Я никогда не видел такое обилие меха на шее женщины. Он был черный, отовсюду свисали хвосты; это меховое украшение возвышалось над головой, напоминая округлые воротники елизаветинских времен. Она была симпатичной, но несколько приземистой женщиной сорока с лишним лет; кожа у нее была грубоватой, как у профессиональных боксеров, и ходила она вразвалку словом, вы меня понимаете. На ней были коричневато-желтый костюм в талию, чулки броского телесного цвета и туфли на таких высоких каблуках, что двигалась она чуть ли не на цыпочках. На левой руке были три алмазных кольца, которые нуждались в основательной чистке, но, может, именно они и придавали ей сияние, которым она лучилась с головы до пят. Основное внимание обращало на себя ее лицо, выглядывавшее из меховой оторочки: брюнетка с квадратной челюстью, размалеванная, как цирковая афиша, она так и стреляла улыбками, от которых летели искры по всей комнате.

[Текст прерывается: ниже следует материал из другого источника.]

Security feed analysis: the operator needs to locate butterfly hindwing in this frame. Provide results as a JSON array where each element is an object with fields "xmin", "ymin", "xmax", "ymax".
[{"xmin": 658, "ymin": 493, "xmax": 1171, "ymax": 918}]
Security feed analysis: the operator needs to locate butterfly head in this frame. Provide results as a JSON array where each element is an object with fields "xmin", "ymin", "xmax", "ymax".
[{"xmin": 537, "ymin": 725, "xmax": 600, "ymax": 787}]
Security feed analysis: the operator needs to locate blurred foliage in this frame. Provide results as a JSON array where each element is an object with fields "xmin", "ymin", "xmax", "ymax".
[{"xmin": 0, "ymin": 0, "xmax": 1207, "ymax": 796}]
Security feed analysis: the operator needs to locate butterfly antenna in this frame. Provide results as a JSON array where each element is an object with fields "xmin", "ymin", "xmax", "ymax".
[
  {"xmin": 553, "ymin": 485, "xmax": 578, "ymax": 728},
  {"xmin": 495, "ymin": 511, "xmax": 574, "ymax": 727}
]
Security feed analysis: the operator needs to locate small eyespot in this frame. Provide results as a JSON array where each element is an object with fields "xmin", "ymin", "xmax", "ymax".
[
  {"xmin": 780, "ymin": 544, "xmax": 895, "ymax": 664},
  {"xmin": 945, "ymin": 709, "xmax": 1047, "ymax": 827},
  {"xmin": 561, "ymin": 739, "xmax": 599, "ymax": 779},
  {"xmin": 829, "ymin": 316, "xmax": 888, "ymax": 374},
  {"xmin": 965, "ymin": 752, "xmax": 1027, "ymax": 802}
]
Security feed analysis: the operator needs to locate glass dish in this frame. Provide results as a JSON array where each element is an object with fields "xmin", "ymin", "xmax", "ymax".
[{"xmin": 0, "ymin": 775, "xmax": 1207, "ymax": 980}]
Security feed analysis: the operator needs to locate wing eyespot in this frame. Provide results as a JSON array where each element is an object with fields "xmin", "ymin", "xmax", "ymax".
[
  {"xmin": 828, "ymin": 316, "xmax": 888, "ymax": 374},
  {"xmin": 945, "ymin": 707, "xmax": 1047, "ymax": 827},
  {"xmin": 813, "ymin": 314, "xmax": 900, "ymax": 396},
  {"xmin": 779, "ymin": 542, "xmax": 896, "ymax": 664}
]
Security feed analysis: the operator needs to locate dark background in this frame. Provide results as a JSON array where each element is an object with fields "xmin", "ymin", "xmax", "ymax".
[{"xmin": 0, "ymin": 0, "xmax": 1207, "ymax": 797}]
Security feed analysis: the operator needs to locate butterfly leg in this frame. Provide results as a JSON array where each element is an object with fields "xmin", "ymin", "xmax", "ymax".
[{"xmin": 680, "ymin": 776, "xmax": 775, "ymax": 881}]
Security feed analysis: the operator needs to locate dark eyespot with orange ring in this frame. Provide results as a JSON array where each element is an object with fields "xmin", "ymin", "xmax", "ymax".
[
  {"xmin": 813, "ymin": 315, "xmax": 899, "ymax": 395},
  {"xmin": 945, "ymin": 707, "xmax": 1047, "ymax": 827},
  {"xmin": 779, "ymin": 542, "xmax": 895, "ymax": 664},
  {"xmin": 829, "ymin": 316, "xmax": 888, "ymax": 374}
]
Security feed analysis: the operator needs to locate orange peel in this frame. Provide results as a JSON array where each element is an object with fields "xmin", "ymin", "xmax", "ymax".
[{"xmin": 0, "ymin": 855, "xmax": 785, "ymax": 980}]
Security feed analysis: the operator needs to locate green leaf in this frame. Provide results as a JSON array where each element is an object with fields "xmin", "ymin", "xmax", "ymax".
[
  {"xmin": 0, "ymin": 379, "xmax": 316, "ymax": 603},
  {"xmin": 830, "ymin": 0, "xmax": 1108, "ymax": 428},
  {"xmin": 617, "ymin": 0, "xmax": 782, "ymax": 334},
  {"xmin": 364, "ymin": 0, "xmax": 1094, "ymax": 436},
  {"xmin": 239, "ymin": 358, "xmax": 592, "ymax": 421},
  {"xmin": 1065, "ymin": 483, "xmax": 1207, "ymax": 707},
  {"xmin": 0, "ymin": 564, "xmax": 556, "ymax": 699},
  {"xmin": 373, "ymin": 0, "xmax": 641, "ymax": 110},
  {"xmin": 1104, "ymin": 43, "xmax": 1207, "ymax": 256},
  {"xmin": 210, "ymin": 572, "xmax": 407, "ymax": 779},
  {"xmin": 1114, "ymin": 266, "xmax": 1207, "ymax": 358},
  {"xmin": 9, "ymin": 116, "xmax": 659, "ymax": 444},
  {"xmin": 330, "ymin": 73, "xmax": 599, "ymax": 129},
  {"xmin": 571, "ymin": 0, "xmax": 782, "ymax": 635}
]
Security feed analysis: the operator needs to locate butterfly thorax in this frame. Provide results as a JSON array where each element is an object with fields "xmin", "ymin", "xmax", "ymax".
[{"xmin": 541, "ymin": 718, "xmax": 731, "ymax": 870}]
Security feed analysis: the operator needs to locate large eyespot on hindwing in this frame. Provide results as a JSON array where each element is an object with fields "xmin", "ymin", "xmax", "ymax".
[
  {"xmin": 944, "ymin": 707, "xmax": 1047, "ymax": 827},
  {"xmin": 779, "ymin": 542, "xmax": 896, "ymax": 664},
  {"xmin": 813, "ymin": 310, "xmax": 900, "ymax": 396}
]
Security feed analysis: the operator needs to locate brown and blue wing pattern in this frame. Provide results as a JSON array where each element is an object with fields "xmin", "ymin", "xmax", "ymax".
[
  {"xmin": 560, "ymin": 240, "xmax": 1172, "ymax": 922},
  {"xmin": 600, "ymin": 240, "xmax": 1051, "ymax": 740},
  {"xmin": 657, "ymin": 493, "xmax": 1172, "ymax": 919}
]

Вот это и бросалось в глаза — сияние улыбок объяснялось блеском ее золотых зубов. Если бы они не слепили мне глаза, я бы оценил ее чертовски привлекательные женские формы, ибо мне нравится тип Юноны. Голос ее был столь изысканным, что его невозможно было слушать без мучений.
— Мистер Уэйд? — осведомилась она. — Я звонила в связи с бедным дорогим Раймондом.
Рассыпав сноп своих искрящихся улыбок, словно она окуривала помещение, и произведя на Джеффри соответствующее впечатление, она состроила скорбную физиономию. Она даже вынула из сумочки носовой платок и осторожно промокнула тушь в уголках глаз. Но я заметил, что она окинула меня жестким и внимательным взглядом.